Monday, April 06, 2009

The Sorriest Agency in Maryland

The Gazette reported last week that state prosecutors had filed charges against officers of 40 campaign committees for filing reports late. The prosecutors should instead be going after the State Board of Elections (SBE), one of Maryland’s most incompetent agencies.

As a civic activist, I’ve had to deal with a lot of state and local bureaucracies, including WMATA, Park and Planning, the Montgomery County Revenue Authority, the Department of Permitting Services, DPWT, the State Highway Administration, the police and more. None of them compares to SBE. I was first exposed to SBE’s ways after I was appointed Treasurer of the District 18 Democratic Team last summer. After we sent in the signed paperwork reporting my appointment, SBE never acknowledged it. In November, SBE sent a notice to our Chair and the former Treasurer pointing out mathematical errors in the reports filed by my predecessor. They gave me one month to fix them or be fined.

And so began my excruciating encounter with ELECTrack, SBE’s archaic reporting software. Correcting an old mistake is not a simple matter of changing an entry on a spreadsheet; each of the old reports had to be scrubbed and reset. I called SBE FIVE TIMES asking for help and electronic copies of our old records. Of course, I received no aid. I eventually had to reconstruct the entire history of our fund line-by-line and re-submit all of our reports with amendments to account for just one mathematical mistake.

Sensing trouble from the unresponsive bureaucracy, I hand-delivered the reports to SBE’s office in Annapolis so that I could get a stamped receipt. When I asked the clerk why our notices still went to the former Treasurer, she pointed to a stack of papers on her desk and said they had not entered them yet. So five months after my appointment, our paperwork sat gathering dust. I still do not receive any correspondence from SBE to this day. So when former Attorney General candidate Scott Rolle, one of the prosecutors’ targets, says that he filed his reports but there was a “computer glitch,” I am inclined to believe him.

Those “computer glitches” continue to hamper SBE. Despite a letter from four District 4 candidates calling for release of the special election campaign finance reports, unspecified “problems” have prevented SBE from posting reports due on March 24 for Rob Goldman, Robin Ficker, Chris Paladino and Lou August. (They posted Nancy Navarro’s report on Saturday – eleven days late.) So what was SBE doing while I was asking them to do their job? Their administrator, Linda Lamone, was testifying against campaign disclosure reform.

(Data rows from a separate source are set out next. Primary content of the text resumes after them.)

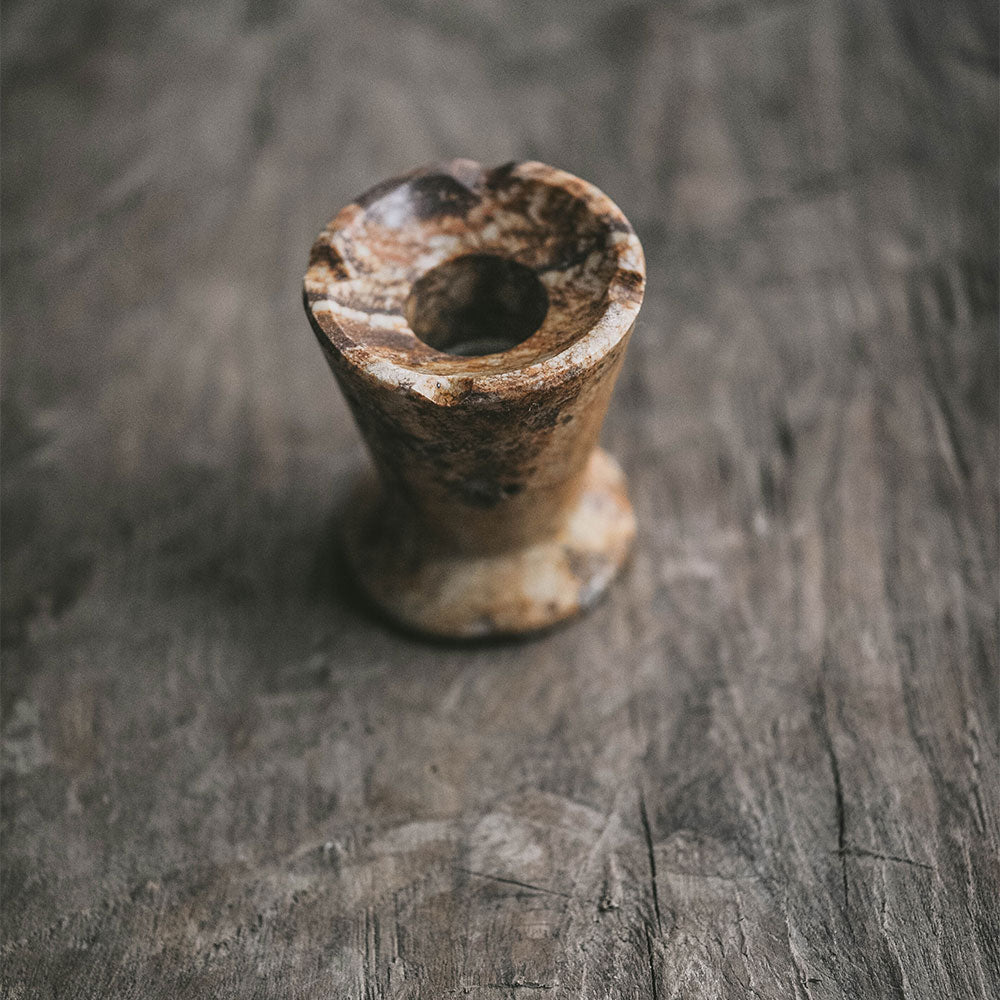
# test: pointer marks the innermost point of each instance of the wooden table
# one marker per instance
(766, 765)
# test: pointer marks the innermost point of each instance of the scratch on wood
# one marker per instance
(515, 882)
(647, 833)
(861, 852)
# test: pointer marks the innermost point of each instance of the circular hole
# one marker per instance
(475, 305)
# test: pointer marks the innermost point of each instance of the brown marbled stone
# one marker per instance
(495, 512)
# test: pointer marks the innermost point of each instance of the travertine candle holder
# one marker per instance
(476, 320)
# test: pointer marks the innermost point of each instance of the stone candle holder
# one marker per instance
(476, 320)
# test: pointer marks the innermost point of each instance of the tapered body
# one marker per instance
(476, 321)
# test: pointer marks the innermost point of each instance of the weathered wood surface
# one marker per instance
(766, 766)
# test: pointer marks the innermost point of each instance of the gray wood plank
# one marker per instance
(767, 765)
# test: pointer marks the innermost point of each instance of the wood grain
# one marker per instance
(767, 765)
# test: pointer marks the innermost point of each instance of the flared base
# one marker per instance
(469, 597)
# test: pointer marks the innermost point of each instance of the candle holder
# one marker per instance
(476, 320)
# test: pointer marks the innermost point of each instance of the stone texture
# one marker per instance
(493, 513)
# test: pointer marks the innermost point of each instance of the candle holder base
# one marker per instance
(462, 596)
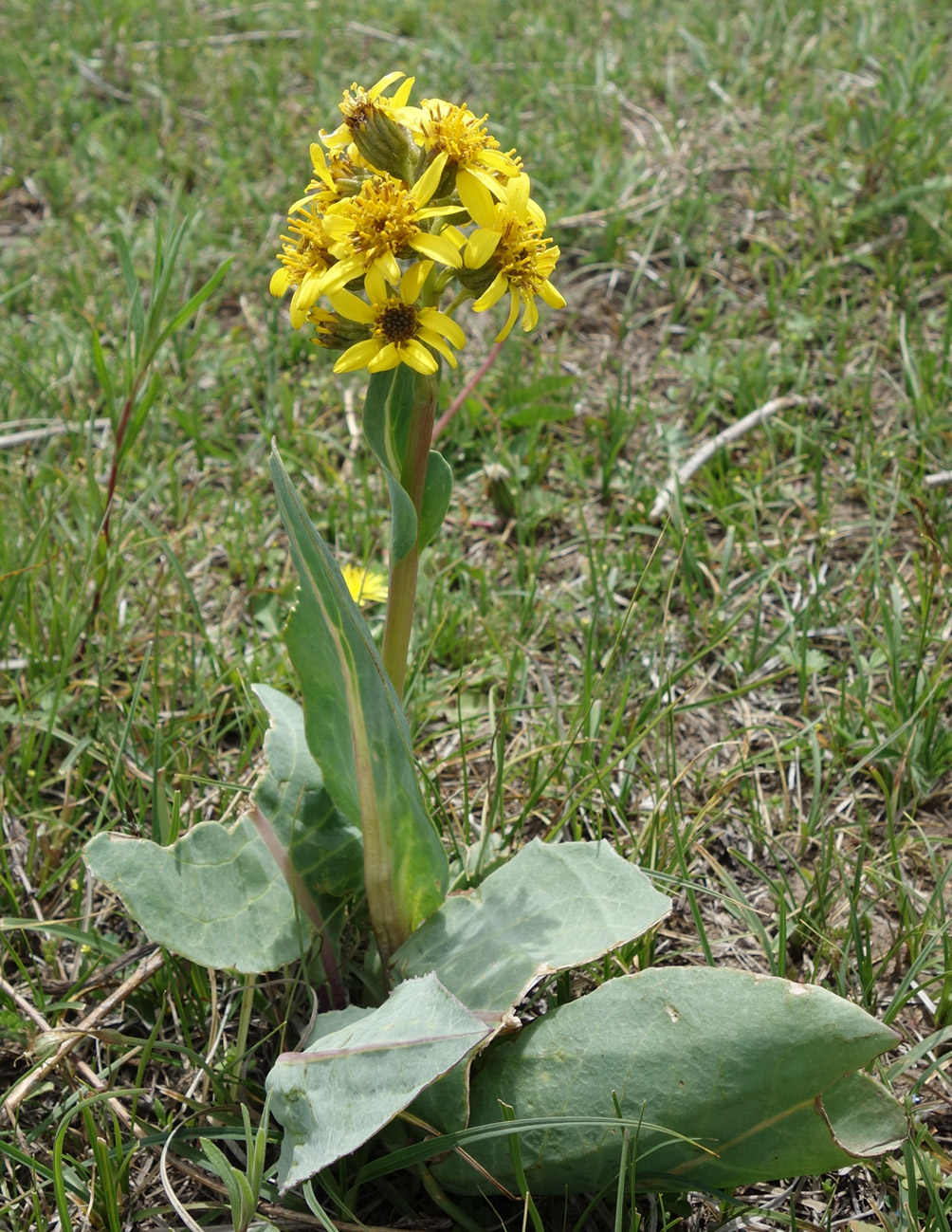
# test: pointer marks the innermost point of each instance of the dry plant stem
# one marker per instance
(472, 382)
(733, 432)
(402, 598)
(44, 433)
(78, 1033)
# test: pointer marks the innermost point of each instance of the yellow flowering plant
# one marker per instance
(412, 218)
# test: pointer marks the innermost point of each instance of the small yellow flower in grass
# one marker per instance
(473, 156)
(402, 332)
(382, 223)
(510, 252)
(365, 584)
(304, 262)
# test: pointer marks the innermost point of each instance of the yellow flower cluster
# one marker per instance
(405, 202)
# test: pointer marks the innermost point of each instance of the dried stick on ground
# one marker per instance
(74, 1035)
(42, 433)
(709, 448)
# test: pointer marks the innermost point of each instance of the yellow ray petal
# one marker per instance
(416, 357)
(412, 281)
(387, 358)
(551, 295)
(351, 307)
(510, 321)
(357, 357)
(493, 293)
(437, 344)
(377, 90)
(482, 246)
(431, 318)
(477, 200)
(439, 248)
(427, 185)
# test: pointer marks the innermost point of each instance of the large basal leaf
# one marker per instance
(354, 721)
(357, 1076)
(758, 1071)
(548, 909)
(222, 896)
(325, 849)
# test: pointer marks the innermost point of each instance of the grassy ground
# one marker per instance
(751, 697)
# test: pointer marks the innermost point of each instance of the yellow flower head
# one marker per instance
(366, 585)
(386, 221)
(507, 244)
(377, 124)
(472, 156)
(340, 175)
(304, 262)
(400, 330)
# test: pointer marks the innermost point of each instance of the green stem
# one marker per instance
(402, 598)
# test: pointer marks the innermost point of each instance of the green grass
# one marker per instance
(753, 700)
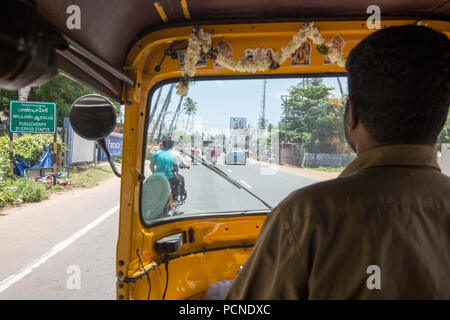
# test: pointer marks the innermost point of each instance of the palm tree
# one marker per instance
(173, 124)
(190, 108)
(161, 113)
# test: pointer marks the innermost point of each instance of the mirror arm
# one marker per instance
(102, 144)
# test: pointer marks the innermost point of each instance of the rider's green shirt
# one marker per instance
(165, 160)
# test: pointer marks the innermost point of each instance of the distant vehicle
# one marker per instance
(235, 156)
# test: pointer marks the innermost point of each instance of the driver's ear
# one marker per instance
(352, 114)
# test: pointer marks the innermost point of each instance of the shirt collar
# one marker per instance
(403, 155)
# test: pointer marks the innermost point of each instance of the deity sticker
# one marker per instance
(302, 56)
(249, 55)
(225, 49)
(336, 42)
(269, 53)
(200, 63)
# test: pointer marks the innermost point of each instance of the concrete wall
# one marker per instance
(332, 160)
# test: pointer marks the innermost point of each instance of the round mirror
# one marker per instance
(92, 117)
(155, 197)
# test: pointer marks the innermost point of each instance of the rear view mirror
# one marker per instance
(93, 117)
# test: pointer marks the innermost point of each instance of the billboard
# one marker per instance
(238, 123)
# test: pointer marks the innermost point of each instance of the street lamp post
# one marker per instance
(285, 98)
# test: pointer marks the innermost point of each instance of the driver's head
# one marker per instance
(398, 82)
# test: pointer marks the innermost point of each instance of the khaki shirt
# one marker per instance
(389, 209)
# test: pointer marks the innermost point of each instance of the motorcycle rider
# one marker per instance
(165, 162)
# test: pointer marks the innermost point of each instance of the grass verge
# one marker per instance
(19, 190)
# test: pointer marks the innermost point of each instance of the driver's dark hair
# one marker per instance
(398, 79)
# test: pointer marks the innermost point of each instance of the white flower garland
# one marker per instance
(201, 41)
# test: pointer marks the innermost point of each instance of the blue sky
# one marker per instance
(218, 100)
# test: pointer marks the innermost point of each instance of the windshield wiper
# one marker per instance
(227, 177)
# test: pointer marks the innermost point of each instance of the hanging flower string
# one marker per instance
(201, 41)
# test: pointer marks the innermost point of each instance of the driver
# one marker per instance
(165, 162)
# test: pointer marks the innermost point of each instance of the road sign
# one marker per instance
(32, 117)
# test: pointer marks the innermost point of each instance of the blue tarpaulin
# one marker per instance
(45, 162)
(20, 167)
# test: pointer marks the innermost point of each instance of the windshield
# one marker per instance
(241, 145)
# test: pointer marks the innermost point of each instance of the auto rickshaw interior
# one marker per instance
(247, 111)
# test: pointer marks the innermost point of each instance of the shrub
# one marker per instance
(27, 146)
(15, 191)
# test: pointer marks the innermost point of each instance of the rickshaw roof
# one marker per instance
(110, 28)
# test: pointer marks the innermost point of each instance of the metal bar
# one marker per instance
(185, 9)
(92, 57)
(161, 12)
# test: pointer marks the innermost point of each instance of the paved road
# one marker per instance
(44, 247)
(207, 191)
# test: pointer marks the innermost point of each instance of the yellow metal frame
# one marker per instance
(224, 241)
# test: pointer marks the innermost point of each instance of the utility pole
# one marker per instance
(285, 98)
(262, 119)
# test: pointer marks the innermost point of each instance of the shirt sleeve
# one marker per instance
(273, 270)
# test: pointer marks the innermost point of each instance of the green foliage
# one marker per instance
(444, 136)
(15, 191)
(311, 119)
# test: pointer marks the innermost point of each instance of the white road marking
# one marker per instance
(245, 184)
(53, 251)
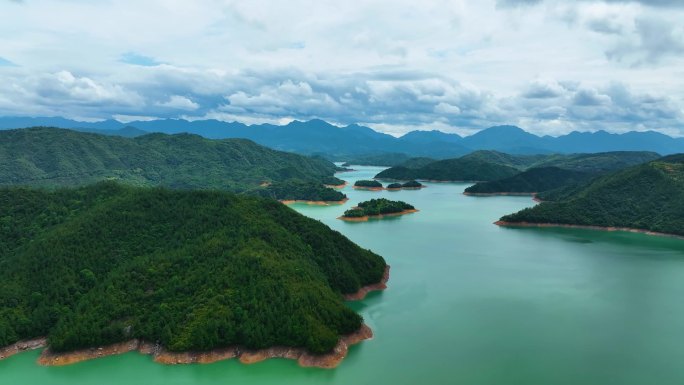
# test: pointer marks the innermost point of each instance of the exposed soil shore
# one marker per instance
(363, 292)
(246, 356)
(500, 194)
(587, 227)
(22, 346)
(380, 216)
(316, 203)
(336, 186)
(163, 356)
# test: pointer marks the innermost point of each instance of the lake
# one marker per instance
(468, 303)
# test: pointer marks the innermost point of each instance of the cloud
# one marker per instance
(178, 102)
(543, 89)
(590, 97)
(6, 63)
(138, 59)
(516, 3)
(454, 65)
(654, 40)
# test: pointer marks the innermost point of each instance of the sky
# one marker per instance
(548, 66)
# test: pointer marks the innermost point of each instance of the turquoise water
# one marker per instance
(469, 303)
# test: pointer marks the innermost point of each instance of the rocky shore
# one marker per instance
(22, 346)
(379, 216)
(521, 194)
(163, 356)
(246, 356)
(363, 292)
(587, 227)
(316, 203)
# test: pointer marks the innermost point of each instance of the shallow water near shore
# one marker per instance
(468, 303)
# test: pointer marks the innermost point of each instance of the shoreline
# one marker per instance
(22, 346)
(588, 227)
(431, 180)
(363, 291)
(336, 186)
(515, 194)
(366, 218)
(315, 203)
(246, 356)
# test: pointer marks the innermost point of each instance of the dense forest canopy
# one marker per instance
(648, 196)
(461, 169)
(533, 180)
(488, 166)
(52, 157)
(376, 207)
(193, 270)
(368, 183)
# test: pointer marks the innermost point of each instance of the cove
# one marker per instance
(469, 303)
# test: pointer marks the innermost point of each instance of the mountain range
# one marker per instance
(343, 143)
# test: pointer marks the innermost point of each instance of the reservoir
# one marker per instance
(468, 303)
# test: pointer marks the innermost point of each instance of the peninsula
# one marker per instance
(377, 208)
(372, 185)
(647, 198)
(188, 276)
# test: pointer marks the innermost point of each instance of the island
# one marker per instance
(467, 168)
(486, 166)
(187, 276)
(411, 185)
(530, 182)
(647, 198)
(372, 185)
(377, 208)
(53, 158)
(292, 191)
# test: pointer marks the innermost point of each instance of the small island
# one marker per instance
(377, 208)
(411, 185)
(368, 185)
(191, 276)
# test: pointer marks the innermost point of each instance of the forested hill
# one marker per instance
(194, 270)
(473, 167)
(648, 196)
(530, 181)
(57, 157)
(563, 172)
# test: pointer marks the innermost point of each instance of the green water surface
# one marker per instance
(469, 303)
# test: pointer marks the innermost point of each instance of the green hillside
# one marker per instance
(599, 162)
(460, 169)
(194, 270)
(648, 196)
(531, 181)
(55, 157)
(375, 207)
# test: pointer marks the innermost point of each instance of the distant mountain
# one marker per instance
(383, 159)
(57, 157)
(185, 270)
(599, 162)
(530, 181)
(509, 139)
(500, 172)
(467, 168)
(339, 143)
(648, 197)
(428, 137)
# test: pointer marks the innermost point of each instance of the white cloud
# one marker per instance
(178, 102)
(455, 64)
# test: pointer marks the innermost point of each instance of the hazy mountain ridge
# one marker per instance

That’s right, SBE has targeted a local bill sponsored by Delegate Susan Lee (D-16) that would allow Montgomery County to require additional disclosure by campaign contributors above and beyond state law. The intent of the bill is to allow the county to identify “bundled” or related contributions, such as multiple checks from officers or employees of the same company, or firms that are related to each other. That’s a common tactic in Montgomery County, especially among developers, and we cited one example of it in our case study of race track owner William Rickman. Amazingly, SBE administrator Lamone told the Senate’s Education, Health and Environmental Affairs Committee last week that under the bill, “the public’s access to campaign finance reports would be fragmented and more challenging.” We reproduce Lamone’s testimony below.

The real reason SBE opposes Lee’s bill – which passed the House unanimously – is that they do not want to perform any more work. That’s typical of bureaucracies all over the world. But how credible are SBE’s claims when they are incapable of processing campaign finance reports from one special election which has just ten candidates? Who is holding this agency accountable for its performance?

And how badly will they perform on timely report access during the state and county elections next year?

Disclosure: Delegate Jeff Waldstreicher (D-18), one of the members of the District 18 Democratic Team, was named in the state prosecutors’ statement. I have not discussed his case with him and have no knowledge of its specifics.